Most small business owners made changes to their business in response to COVID-19, whether it was adding touchless payments or rearranging an office to put desks six feet apart. Let’s look at some of the operational updates made during COVID-19 and consider whether you’ll need to shift again in the future.

 

Inventory, materials, and supplies

Think about your specific needs for supplies and materials. Some small businesses turn raw materials into a final product (like manufacturers or restaurants) or simply use them in daily business (supplies for an office, hair dye at a salon). Given the ongoing disruption to the global economy, you may not be able to get the same supplies at the same costs going forward.

As you think about supplies and suppliers, there are a couple things to keep in mind:

  • Your pricing. With the economy as it is, you may not be able to pass increased costs on to consumers.
  • Your suppliers. Be prepared to switch vendors and be prepared to negotiate with your current suppliers.
  • Your inventory. If you can afford it, stock up. Keeping a larger inventory of supplies might give you flexibility in the event of a shortage.

For instance, homebuilders worried about whether they’ll be able to import Italian marble, and at what cost, might switch to soapstone countertops since they can be sourced domestically.

 

Action: Set yourself up for success if you negotiate with vendors. Focus on a specific ask, like discounts for on-time payments, and make sure you have contactless online banking set up so you can implement updated terms with minimal hassle.

 

Physical space

Businesses with a physical location, whether it’s a storefront or an office, have had to rethink logistics.

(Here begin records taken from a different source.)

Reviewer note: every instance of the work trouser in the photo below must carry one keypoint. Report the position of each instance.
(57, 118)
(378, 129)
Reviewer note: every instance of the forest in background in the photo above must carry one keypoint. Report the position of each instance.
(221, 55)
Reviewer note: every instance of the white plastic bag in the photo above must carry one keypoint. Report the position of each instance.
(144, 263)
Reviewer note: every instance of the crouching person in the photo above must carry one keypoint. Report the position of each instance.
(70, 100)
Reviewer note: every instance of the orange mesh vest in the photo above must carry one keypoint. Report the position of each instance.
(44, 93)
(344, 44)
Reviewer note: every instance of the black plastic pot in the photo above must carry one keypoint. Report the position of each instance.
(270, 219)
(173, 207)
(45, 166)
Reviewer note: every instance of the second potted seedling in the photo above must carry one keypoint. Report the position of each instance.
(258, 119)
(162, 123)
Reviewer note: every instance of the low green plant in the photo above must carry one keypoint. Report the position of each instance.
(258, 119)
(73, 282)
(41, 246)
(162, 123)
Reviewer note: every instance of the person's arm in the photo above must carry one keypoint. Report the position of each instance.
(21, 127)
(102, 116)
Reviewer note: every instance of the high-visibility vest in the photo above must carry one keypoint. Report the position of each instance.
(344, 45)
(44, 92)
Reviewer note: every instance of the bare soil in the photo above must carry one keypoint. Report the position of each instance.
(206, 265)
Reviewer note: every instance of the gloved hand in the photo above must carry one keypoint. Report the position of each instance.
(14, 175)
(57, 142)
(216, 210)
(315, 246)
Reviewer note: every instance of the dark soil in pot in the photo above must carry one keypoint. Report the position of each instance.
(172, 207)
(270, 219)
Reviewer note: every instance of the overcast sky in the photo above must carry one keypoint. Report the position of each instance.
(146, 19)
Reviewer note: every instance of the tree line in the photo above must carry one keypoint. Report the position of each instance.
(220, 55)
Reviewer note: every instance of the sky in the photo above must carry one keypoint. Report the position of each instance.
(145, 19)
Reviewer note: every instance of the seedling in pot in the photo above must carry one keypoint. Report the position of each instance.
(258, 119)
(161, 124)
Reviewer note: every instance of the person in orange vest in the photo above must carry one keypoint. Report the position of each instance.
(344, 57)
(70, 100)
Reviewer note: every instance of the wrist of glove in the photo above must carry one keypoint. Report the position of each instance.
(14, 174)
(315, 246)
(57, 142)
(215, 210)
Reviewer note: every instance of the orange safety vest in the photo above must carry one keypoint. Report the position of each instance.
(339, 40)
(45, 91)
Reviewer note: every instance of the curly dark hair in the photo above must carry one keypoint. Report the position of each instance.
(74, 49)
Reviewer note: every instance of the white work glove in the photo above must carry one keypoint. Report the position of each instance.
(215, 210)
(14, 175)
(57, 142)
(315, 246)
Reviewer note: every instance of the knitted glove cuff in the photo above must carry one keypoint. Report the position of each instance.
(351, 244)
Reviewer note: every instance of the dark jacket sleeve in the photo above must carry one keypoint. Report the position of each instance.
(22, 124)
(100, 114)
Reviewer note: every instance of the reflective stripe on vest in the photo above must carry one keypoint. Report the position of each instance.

Consider the following:

  • Many employees who began working from home during COVID-19 want the option to continue.
  • Reconfiguring workstations to ensure employees are six feet apart going forward.
  • Is your telecom equipment up to date? Do you have a plan in place to keep it up to date?

 

Action: Some adjustments — like ensuring you have a fast, secure internet connection to make it easier to process remote payments or allow employees to work from home — may continue to benefit your business. Review any temporary technology adjustments and consider making them permanent. 

 

Production process

It’s important to make sure your employees feel safe and secure. But socially distanced working conditions can affect your output. Do the math to figure out the extent of the impact.

Then, consider demand. For some products, demand may increase or decrease as this crisis plays out.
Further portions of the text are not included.